Correspondance de Voltaire/1743/Lettre 1615

Correspondance de Voltaire/1743
Correspondance : année 1743GarnierŒuvres complètes de Voltaire, tome 36 (p. 252-253).

1615. — À M. AMELOT,
ministre des affaires étrangères[1].
Le 5 octobre.

Monseigneur, ce que vous mande M. de Valori, touchant la conduite du roi de Prusse à mon égard, n’est que trop vrai.

Vous savez de quel nom et de quel prétexte je m’étais servi auprès de lui pour colorer mon voyage. Il m’a écrit plusieurs lettres sur l’homme qui servait de prétexte[2], et je lui en ai adressé quelques-unes qui sont écrites avec la même liberté. Il y a dans ses billets et dans les miens quelques vers hardis qui ne peuvent faire aucun mal à un roi, et qui en peuvent faire à un particulier. Il a cru que, si j’étais brouillé sans ressource avec l’homme qui est le sujet de ces plaisanteries, je serais forcé alors d’accepter les offres que j’ai toujours refusées de vivre à la cour de Prusse.
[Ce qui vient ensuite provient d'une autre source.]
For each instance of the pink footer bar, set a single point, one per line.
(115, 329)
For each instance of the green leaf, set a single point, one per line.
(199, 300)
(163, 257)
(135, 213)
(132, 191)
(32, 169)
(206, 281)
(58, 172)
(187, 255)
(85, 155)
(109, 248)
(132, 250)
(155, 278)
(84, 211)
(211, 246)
Ne pouvant me gagner autrement, il croit m’acquérir en me perdant en France ; mais je vous jure que j’aimerais mieux vivre dans un village suisse que de jouir à ce prix de la faveur dangereuse d’un roi capable de mettre de la trahison dans l’amitié même : ce serait en ce cas un trop grand malheur de lui plaire. Je ne veux point du palais d’Alcine, où l’on est esclave parce qu’on a été aimé, et je préfère surtout vos bontés vertueuses à une faveur si funeste.

Daignez me conserver ces bontés, et ne parler de cette aventure curieuse qu’à M. de Maurepas. Je lui ai écrit de Baireuth, mais j’ai peur que le colonel Mentzel n’ait ma lettre[3].

  1. Lettre écrite en chiffres.
  2. Boyer.
  3. Cette lettre est effectivement perdue. (Cl.)